Van de Nederlanders is een kwart van alle zestigplussers nu al bijziend, dat wil zeggen dat zij voorwerpen op afstand wazig zien. Bij veertigers ligt dat op 30% en bij twintigers op 50%. Daaruit blijkt wel dat het risico sterk groeit al naar gelang de ouderdom van de generatie. De WHO heeft ook een beeldschermadvies: in het eerste levensjaar geen beeldscherm voor de kinderoogjes, tussen 2 en 5 jaar niet meer dan een uur per dag en daarna dagelijks maximaal 2 uur.

De 20-20-2 regel

Lange tijd onophoudelijk naar een beeldschermpje staren is heel slecht.
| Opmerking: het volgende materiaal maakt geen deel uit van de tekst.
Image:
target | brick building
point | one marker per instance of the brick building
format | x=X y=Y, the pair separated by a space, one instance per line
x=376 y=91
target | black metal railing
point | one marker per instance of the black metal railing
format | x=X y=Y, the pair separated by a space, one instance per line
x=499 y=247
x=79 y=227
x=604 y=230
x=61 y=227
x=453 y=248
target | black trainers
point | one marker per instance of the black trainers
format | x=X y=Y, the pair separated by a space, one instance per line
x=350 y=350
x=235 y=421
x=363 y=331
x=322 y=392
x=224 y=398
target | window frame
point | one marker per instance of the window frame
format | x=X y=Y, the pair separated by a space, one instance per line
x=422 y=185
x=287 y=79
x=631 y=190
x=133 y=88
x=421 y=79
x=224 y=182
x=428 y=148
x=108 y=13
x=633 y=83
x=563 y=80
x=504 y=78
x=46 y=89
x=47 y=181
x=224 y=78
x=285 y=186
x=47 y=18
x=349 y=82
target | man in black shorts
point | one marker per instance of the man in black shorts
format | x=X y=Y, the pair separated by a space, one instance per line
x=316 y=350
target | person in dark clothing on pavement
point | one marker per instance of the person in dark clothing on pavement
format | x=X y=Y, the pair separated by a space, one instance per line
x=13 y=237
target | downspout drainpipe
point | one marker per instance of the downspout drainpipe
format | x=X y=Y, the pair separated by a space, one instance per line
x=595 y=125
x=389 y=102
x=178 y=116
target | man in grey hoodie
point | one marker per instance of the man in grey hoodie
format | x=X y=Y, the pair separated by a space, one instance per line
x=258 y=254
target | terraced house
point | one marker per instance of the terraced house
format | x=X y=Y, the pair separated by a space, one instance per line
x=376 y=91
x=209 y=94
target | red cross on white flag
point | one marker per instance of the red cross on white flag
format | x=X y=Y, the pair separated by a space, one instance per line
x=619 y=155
Vooral voor jongeren tot een jaar of 18. Zij zouden de volgende leefstijlregels in acht moeten nemen: na 20 minuten dichtbij kijken: minstens 20 seconden ver weg kijken. En wat heilzaam is voor jonge ogen: 2 uur per dag buiten zijn. Na de tienerleeftijd zijn menselijke ogen meestal uitgegroeid. De 20-20-2 regel kan dan worden losgelaten.

Medische therapieën om toenemende bijziendheid te behandelen, zijn nog volop in onderzoek. Natuurlijk grijpen velen naar atropine-druppels, speciale defocus-brillen en -lenzen. Maar eigenlijk is door ongeremd lees- en leefgedrag het kwaad dan al geschied. Meer bekendheid met de complicaties en daardoor snelle behandeling, kan dan wellicht nog meer zicht redden.

Bron: Rotaryclub Roden-Leek

“Vooral voor jongeren tot een jaar of 18 is lange tijd onophoudelijk naar een beeldschermpje staren heel slecht.”